It has been suggested that the proteome profile of vitreous humor is similar to that of serum [24]. However, some proteins have been reported to be present in vitreous samples, e.g., pigment epithelium-derived factor (PEDF), prostaglandin-D2 synthase, plasma glutathione peroxidase, and interphotoreceptor retinoid-binding protein (IRBP) [24], which were also detected in the present study.

Moreover, 240 vitreous proteins, which have not been reported previously in vitreous, were identified during the present study, these include, hepatocyte growth factor activator, kallistatin precursor, thioredoxin, von Willebrand factor (vWF), Wnt inhibitory factor, chromogranin and secreted frizzled-related protein (see Table 8 to 16). Moreover, some of these identified proteins have also been detected in the human plasma proteome (see Table 8 to 16). The 531 vitreous proteins identified in the present study were compared to the plasma proteome generated by the HUPO PPP consortium (Human Proteome Organization, Plasma Proteome Project), which listed 9,504 plasma proteins (http://www.bioinformatics.med.umich.edu/hupo/ppp). Of the 531 proteins in our vitreous proteome, 304 had not been found in plasma, and of the 240 newly detected vitreous proteins 132 had not been found in plasma.

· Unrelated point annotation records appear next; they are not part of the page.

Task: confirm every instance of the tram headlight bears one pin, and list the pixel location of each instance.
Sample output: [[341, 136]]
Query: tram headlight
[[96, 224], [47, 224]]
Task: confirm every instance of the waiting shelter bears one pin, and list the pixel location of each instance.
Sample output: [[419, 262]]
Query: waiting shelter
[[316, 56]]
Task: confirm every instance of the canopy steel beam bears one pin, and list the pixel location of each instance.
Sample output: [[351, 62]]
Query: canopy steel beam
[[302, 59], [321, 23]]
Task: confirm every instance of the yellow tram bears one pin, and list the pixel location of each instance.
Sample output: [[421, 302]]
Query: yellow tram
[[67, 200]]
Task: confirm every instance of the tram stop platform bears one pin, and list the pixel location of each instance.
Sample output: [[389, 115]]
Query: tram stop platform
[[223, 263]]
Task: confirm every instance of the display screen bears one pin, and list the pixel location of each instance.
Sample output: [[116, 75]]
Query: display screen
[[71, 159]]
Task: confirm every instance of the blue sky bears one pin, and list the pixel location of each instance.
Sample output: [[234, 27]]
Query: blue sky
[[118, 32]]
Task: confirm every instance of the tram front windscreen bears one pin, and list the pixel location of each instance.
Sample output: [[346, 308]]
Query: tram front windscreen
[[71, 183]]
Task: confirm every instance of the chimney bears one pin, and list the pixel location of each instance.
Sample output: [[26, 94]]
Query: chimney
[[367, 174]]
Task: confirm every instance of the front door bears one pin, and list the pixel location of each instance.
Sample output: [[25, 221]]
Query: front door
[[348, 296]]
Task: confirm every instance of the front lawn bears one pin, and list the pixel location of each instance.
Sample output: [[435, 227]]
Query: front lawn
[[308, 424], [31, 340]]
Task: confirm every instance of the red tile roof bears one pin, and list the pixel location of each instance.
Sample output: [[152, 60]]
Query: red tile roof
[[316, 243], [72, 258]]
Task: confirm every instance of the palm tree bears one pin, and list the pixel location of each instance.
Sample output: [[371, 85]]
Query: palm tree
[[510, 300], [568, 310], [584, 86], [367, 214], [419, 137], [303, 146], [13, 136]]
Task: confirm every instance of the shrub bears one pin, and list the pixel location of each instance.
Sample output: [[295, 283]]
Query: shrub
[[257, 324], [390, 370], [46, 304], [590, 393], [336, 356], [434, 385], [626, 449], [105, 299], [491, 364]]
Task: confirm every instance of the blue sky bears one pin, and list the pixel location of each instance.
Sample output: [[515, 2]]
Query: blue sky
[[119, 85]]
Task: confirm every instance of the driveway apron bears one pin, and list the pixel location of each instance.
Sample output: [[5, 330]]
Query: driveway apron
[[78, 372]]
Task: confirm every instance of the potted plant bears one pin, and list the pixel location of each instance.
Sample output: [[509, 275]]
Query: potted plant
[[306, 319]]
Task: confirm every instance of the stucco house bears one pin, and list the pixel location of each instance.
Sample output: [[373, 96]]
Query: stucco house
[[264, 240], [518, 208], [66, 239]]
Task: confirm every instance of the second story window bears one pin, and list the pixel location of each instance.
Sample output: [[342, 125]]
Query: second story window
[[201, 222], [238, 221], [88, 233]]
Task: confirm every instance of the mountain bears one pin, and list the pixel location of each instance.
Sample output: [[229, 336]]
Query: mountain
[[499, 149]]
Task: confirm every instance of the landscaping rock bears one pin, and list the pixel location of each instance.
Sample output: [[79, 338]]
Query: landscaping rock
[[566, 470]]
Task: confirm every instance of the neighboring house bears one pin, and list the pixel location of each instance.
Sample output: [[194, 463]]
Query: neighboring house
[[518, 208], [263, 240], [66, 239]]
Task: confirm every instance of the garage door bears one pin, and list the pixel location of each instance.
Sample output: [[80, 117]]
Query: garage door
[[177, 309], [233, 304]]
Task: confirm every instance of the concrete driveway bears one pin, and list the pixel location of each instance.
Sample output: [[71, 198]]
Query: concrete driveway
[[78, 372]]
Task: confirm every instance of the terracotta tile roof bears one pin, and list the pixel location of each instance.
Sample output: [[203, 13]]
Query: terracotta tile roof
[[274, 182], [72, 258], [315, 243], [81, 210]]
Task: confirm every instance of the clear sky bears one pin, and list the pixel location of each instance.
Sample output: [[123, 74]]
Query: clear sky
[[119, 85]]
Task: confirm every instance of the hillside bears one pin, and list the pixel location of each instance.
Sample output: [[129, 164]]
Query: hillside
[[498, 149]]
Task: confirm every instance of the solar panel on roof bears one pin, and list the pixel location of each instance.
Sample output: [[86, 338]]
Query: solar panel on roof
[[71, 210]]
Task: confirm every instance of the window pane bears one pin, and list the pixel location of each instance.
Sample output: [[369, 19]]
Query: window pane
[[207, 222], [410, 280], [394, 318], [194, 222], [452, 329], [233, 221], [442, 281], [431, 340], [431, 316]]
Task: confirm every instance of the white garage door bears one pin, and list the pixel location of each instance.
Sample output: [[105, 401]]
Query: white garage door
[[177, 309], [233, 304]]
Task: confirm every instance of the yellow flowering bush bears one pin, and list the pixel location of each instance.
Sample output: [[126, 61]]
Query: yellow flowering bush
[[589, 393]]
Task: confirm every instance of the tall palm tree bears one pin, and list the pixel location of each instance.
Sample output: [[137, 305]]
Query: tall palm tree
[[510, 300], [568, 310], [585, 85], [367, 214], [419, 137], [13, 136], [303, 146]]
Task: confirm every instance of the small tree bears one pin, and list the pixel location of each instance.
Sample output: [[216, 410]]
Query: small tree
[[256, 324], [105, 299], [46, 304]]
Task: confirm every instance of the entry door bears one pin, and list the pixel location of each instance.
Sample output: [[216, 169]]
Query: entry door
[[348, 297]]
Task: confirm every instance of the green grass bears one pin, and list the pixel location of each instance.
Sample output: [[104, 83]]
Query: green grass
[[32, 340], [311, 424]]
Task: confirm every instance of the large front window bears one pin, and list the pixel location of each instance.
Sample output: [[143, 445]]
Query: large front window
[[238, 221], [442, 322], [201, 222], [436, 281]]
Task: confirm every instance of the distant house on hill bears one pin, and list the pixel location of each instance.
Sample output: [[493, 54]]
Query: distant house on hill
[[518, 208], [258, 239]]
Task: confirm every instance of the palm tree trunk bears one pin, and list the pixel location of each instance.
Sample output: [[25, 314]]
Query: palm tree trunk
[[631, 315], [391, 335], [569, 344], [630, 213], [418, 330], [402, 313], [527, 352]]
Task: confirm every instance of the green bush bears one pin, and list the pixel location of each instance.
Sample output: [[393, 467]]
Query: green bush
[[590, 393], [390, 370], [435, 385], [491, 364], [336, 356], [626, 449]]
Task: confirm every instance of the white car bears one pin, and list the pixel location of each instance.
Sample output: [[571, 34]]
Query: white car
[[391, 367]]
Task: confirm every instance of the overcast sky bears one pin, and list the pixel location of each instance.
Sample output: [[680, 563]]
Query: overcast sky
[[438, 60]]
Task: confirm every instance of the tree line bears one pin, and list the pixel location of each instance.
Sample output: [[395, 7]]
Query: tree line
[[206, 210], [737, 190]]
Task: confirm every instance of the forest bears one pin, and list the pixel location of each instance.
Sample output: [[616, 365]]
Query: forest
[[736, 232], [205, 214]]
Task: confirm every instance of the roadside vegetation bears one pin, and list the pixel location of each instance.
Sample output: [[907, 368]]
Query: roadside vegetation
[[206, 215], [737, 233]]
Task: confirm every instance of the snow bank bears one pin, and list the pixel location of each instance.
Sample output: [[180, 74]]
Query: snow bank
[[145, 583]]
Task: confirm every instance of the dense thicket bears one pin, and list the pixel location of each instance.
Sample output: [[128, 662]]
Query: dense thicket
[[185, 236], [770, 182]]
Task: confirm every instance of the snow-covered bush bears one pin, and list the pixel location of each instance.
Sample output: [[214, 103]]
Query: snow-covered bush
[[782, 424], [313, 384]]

In particular, the locations A, B, C and G in the Venn diagram (FIG. 7C) represent proteins that were detected only in PDR or the control. 185 proteins were only detected in PDR (A, B, and C in FIG. 7C) whereas 116 proteins were detected only in the control (G in FIG. 7C).

(5) Characterization of Vitreous Proteins Via Gene Ontology Annotation

Identified proteins of Table 8 to 16 were annotated using the upper level of gene ontology (GO slim, level 3) (http://www.ebi.ac.uk/ego/). Based on Gene Ontology (GO) annotations, we were able to assign “biological process”, “molecular function” and “cellular component” to each identified protein in the depleted PDR, non-depleted PDR, and control MH samples. For the categories “molecular function” and “cellular component” identified proteins most frequently picked up subcategories of “binding” and “extracellular region”, respectively (data not shown).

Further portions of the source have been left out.